The cover was a stock cover sheet given out by the San Diego Convention and Visitors Bureau and imprinted with the Comic-Con logo and minicon date. That’s the California Tower in Balboa Park in the color photo, still a landmark in San Diego. This first minicon, like the first actual convention, was held at the U.S. Grant Hotel in downtown.


Page 2

“The Fan’s Fan! FJA.” Forrest J Ackerman was just that for all his life and a beloved guest at Comic-Con over the years. Besides editing the fan-favorite magazine Famous Monsters of Filmland, Forry was an agent for science fiction authors (such as Ray Bradbury), was a member of science fiction’s First Fandom, and had one of the largest and most impressive collections of movie and science fiction memorabilia in the world.


Page 3

The official welcome notes that “The years to come will see us grow and San Diego will take it’s [sic] rightfull [sic] place in the world of fandom.” That worked out pretty well, didn’t it?


Page 4

More on Forry, one of the minicon’s guests of honor . . . or as they put it, “Ghost of Honor,” since Forry had just finished a guest spot in a movie (Blood of Frankenstein with Lon Chaney Jr. and J. Carroll Naish) in which his character was killed. Parts of Forry’s impressive career are briefly outlined on this page.


Page 5

Mike Royer was another minicon special guest, and he provided a self-portrait and wrote his own biography. This is probably right before Mike became the primary inker and letterer on Jack Kirby’s Fourth World books for DC Comics (Forever People, New Gods, and Mister Miracle), as his bio mentions his work as Russ Manning’s assistant on the Tarzan books for Gold Key.


Page 6

Here’s the ad for the first official San Diego Comic-Con in August, along with one for the science fiction convention Westercon XXIII, held in Santa Barbara, CA, in July of that year, plus the remainder of Mike Royer’s bio. “Comic book artist Jack Kirby in person!”


Page 7

Oh, to be able to travel back in time to visit some of these places! The Cherokee Book Shop in Hollywood was a legendary place with comic fans in that era, and Wahrenbrock’s Book House in San Diego was a downtown fixture up until just a few years ago.


Page 8

The program schedule includes a couple of classic film showings (the silent version of The Lost World, featuring special effects by Willis O’Brien, and Rocket Ship, the feature version of the first Flash Gordon serial), “Chalk Talks with Cartoonists” (including guest Mike Royer), the first-ever special guest spotlight panel with Forry, and time allotted for everyone to visit the Dealers’ Room again and again to buy stuff.

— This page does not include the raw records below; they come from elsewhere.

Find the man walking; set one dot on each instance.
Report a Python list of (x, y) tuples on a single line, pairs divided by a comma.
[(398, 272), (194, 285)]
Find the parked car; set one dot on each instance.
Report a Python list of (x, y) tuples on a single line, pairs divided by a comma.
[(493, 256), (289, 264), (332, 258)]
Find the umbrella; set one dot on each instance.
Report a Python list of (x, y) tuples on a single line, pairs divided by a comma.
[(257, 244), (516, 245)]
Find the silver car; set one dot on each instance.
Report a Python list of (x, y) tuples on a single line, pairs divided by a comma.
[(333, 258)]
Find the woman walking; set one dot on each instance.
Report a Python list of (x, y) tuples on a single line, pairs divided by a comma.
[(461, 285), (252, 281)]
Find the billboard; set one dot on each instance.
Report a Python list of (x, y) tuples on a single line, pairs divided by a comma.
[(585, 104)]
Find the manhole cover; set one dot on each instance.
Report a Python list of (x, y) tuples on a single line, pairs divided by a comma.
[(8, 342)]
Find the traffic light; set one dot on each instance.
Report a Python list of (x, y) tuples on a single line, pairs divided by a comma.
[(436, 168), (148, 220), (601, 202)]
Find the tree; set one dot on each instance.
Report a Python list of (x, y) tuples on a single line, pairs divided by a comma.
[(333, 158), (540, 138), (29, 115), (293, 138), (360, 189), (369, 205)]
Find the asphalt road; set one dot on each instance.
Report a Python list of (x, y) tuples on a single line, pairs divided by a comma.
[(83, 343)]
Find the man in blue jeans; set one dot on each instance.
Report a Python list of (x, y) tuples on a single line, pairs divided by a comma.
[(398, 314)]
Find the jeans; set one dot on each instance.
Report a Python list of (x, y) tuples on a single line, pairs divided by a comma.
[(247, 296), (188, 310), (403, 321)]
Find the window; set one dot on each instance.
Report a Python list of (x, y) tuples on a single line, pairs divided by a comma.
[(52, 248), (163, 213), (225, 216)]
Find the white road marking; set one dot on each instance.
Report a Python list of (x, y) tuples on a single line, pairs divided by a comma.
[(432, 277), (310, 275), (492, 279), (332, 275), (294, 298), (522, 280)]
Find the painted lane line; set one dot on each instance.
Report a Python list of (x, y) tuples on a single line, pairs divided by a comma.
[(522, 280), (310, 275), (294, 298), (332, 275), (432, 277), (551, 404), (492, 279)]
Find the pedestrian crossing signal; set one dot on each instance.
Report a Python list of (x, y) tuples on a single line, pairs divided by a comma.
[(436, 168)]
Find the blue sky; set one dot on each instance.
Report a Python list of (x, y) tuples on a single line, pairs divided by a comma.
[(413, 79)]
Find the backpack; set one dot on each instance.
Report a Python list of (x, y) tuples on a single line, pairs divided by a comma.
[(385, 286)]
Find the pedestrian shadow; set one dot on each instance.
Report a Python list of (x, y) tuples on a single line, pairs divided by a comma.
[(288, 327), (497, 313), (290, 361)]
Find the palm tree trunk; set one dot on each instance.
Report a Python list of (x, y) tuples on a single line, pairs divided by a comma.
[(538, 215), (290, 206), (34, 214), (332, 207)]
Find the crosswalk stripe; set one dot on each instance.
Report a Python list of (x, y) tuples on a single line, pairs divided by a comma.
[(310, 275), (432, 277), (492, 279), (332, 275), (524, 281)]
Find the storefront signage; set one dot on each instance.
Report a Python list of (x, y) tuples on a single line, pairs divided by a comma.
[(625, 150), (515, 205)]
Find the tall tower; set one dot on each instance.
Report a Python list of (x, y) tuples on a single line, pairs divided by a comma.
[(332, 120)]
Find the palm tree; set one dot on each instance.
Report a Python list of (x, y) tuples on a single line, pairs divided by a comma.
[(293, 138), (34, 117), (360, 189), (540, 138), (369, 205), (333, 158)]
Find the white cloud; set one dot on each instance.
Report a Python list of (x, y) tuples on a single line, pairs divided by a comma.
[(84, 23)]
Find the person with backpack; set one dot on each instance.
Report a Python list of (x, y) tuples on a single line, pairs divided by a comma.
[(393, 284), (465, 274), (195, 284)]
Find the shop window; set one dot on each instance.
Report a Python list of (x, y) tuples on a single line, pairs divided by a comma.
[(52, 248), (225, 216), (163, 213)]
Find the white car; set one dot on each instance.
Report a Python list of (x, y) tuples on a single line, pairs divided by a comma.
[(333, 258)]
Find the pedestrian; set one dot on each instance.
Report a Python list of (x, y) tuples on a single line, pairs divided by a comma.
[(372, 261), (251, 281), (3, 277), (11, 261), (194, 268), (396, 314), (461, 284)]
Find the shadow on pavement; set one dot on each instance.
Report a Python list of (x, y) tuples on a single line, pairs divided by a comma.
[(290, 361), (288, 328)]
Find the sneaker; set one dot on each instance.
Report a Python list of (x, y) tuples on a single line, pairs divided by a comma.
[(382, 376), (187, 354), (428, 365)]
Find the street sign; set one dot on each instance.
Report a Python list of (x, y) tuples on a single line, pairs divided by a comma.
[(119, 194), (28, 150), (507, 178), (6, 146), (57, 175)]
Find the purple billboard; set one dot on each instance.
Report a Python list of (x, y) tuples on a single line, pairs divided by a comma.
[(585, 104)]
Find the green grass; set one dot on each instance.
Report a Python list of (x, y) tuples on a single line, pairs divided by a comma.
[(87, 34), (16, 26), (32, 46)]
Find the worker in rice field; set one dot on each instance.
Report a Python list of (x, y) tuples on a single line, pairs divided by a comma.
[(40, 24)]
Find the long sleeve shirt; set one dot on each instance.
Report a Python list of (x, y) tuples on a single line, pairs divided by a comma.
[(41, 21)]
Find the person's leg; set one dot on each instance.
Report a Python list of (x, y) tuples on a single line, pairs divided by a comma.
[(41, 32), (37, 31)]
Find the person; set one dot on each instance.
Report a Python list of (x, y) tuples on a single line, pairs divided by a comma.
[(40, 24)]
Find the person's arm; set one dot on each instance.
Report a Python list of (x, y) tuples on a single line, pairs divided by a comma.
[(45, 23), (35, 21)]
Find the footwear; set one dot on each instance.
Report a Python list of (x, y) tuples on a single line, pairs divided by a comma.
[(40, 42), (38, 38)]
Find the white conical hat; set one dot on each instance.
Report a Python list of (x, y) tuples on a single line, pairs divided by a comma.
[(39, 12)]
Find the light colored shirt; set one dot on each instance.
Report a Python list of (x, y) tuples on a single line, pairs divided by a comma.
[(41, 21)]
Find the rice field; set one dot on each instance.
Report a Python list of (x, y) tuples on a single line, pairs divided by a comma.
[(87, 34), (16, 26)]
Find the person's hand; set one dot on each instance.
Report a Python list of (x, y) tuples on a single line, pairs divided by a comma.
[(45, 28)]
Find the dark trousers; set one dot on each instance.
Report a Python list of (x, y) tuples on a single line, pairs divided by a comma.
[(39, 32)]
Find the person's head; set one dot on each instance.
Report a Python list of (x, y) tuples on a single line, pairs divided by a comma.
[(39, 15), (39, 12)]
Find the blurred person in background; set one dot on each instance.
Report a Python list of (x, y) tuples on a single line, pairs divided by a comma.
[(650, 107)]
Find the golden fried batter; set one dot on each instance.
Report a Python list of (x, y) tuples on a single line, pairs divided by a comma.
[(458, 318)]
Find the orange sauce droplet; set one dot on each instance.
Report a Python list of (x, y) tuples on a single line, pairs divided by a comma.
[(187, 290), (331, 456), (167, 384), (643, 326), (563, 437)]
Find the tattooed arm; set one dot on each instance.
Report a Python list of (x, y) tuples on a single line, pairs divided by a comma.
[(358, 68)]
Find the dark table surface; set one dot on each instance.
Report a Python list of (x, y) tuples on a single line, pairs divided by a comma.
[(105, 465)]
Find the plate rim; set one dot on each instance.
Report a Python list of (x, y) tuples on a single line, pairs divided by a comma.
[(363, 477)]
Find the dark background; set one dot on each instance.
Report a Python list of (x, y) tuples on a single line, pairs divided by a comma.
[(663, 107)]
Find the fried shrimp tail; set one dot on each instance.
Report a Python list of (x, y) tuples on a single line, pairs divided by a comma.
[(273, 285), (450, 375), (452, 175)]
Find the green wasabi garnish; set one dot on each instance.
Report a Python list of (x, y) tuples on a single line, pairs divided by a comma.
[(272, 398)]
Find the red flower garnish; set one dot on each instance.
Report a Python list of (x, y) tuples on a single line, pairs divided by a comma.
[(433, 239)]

That’s it! One day, 9:00 am to the proverbial “? ? ?,” a couple of great guests, a Dealers’ Room filled with comics and all kinds of things to buy, some programs, and movie screenings . . . does it all sound familiar? This first-ever San Diego Comic-Con (albeit a minicon) set the stage for every show that came after it, each one increasing in size—and scope—over the years.